El Salvador is a sovereign state with a republican, democratic and representative government. The political system is pluralist, and is expressed through political parties which are the only instrument through which people exercise representation in the government. The regulations, organisation, and functions are subject to the principles of representative democracy.
The current Constitution of the Republic of El Salvador restores the political, economic, and social order disrupted by the coup of 1979. The Constitution establishes that foreigners are compelled to respect the authorities and obey the laws, while in turn acquire the right to be protected by them. It refers to secondary laws the cases and the manner in which a foreigner can be denied entry or stay in national territory.

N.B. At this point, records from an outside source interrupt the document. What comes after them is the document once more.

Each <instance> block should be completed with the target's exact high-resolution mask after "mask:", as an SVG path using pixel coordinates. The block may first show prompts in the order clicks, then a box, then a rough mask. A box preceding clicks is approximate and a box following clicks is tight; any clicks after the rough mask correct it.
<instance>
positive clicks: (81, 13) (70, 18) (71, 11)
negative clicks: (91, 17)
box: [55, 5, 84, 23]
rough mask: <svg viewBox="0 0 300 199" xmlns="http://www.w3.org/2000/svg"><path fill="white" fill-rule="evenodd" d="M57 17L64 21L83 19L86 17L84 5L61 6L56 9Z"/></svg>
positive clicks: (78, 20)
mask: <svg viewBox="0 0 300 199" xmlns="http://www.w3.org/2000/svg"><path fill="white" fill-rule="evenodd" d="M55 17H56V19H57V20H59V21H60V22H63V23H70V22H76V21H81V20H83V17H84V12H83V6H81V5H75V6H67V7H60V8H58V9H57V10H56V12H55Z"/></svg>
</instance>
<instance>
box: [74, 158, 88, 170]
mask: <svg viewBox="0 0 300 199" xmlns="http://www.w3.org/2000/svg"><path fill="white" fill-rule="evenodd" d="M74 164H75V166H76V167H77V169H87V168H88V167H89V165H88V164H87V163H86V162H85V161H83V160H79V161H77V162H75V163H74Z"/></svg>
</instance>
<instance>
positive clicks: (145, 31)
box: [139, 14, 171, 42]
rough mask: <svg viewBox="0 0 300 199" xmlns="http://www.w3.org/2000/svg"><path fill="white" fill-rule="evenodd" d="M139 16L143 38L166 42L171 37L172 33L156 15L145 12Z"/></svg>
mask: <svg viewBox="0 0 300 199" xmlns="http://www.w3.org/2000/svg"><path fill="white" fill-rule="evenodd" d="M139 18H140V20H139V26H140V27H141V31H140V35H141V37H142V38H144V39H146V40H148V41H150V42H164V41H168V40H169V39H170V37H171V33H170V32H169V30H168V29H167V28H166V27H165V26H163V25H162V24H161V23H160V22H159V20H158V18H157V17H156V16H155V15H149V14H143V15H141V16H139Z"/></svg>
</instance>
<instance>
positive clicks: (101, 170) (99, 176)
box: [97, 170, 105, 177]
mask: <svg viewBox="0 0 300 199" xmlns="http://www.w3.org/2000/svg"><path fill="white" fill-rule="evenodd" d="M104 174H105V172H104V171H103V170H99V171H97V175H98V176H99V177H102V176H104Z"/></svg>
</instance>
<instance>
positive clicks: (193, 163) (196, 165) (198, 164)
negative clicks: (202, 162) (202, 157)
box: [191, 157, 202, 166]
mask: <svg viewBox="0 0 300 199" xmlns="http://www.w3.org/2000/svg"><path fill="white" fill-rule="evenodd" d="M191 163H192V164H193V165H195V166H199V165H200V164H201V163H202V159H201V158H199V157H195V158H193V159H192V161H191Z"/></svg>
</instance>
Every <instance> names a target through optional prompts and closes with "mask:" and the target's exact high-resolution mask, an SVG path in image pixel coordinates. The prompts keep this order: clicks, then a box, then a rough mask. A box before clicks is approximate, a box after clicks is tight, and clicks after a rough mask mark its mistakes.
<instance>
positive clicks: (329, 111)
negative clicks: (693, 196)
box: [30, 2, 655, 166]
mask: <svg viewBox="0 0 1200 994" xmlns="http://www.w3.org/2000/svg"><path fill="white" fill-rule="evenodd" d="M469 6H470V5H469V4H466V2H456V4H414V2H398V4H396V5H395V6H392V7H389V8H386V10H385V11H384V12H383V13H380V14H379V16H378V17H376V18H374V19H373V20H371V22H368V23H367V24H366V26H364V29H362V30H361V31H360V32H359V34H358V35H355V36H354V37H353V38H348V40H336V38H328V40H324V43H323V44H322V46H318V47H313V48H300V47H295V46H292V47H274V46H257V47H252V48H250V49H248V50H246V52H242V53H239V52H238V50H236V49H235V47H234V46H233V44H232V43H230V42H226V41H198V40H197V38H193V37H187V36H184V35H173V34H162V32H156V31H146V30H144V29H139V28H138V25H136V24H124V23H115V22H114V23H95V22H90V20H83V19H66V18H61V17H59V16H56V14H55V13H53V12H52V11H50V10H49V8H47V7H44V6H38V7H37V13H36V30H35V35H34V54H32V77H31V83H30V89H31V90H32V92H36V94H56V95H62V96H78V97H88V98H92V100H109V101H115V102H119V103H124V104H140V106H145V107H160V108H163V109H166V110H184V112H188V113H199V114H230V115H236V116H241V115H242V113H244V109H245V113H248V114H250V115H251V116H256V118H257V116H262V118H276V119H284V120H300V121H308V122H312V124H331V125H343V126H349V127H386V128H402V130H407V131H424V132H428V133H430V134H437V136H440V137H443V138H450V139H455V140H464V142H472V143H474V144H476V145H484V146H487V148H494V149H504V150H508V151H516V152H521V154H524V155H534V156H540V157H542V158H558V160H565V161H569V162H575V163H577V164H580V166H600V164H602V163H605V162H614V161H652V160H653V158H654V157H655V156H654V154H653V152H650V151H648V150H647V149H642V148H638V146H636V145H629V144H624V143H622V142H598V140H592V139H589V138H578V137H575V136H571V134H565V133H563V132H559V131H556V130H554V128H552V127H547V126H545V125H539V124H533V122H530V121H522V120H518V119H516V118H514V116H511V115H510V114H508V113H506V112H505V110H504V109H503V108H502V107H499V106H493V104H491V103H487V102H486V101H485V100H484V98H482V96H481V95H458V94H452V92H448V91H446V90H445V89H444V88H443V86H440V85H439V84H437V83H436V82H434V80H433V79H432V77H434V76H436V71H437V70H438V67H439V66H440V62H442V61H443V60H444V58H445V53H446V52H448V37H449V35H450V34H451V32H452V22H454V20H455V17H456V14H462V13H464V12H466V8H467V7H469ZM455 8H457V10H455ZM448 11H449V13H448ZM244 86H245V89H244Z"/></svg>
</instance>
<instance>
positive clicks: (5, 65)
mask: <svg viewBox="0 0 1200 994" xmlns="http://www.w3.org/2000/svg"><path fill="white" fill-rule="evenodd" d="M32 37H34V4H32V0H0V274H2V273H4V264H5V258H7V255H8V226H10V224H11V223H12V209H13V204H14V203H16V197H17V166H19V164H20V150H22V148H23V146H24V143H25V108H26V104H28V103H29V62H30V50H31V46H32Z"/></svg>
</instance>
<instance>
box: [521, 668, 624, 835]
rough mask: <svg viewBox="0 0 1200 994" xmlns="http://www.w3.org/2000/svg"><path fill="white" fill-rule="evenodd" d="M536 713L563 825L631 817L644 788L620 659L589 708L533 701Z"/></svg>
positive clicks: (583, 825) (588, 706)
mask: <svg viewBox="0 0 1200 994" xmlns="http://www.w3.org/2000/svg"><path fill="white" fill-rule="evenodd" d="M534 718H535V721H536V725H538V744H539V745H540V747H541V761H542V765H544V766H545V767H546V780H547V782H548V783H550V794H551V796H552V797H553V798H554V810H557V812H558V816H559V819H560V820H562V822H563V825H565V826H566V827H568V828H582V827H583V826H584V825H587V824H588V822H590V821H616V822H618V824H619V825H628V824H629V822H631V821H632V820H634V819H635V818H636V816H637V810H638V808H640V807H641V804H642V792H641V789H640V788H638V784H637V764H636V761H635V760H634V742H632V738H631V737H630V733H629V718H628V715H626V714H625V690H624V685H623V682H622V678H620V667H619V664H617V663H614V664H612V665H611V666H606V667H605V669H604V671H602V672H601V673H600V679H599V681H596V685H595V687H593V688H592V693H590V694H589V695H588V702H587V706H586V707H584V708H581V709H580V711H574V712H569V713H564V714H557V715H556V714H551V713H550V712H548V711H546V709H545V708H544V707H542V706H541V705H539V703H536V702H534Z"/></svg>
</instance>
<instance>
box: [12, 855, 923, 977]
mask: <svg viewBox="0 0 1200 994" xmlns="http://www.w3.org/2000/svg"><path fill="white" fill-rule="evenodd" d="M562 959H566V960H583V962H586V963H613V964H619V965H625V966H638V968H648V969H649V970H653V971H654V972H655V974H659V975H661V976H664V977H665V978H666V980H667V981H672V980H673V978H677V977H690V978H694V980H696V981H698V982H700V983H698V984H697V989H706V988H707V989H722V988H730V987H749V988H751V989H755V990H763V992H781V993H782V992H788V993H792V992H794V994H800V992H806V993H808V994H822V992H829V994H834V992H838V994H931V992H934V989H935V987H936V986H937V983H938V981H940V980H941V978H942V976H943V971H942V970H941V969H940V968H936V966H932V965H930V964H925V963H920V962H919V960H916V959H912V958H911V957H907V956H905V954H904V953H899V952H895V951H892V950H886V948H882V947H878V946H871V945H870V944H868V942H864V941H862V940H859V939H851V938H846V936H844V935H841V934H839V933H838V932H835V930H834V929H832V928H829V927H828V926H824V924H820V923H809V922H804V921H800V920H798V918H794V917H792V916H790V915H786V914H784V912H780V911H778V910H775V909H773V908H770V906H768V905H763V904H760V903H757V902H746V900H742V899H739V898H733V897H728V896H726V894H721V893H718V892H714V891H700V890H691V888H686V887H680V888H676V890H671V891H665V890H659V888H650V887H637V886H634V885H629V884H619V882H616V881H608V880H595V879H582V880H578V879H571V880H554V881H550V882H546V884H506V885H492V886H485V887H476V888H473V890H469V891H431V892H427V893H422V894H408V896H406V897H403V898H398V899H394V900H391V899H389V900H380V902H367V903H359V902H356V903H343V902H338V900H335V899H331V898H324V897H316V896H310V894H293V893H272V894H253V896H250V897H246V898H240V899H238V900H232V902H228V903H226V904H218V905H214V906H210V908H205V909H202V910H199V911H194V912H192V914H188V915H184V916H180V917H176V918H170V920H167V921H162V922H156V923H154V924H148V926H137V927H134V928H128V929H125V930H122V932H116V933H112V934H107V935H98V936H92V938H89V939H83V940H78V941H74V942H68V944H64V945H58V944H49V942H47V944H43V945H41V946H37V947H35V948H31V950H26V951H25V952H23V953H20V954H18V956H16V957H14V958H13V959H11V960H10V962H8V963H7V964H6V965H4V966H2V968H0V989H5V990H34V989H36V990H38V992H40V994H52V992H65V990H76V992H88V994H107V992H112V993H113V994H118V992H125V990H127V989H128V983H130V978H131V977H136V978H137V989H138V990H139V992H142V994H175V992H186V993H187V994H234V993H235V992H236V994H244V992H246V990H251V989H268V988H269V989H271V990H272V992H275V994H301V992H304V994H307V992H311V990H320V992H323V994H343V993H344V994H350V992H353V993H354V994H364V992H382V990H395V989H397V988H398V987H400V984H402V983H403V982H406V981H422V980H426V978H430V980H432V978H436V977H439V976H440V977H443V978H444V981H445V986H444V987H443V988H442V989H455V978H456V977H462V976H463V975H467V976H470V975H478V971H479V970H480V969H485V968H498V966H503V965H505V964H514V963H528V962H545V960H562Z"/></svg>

The international treaties executed by El Salvador with other states or international organisations, become laws of the Republic upon entering into force. The law cannot modify or repeal what has been agreed upon in a treaty in force, and, in the event of conflict between the treaty and the law, will prevail over the treaty.
The national legal framework in force regarding migration in El Salvador is primarily composed of: the 1958 Migration Act (Ley de Migración); the 1968 Immigration Act (Ley de Extranjería); Decree Nº 33 of 1959 by means of which is articulated the Regulation of the Migration Act; Legislative Decree 918 regarding the Determination of Persons with Refugee Status Act (Ley para la Determinación de la Condición de Personas Refugiadas); and its regulation, pursuant to executive decree Nº 79 of August 22, 2005.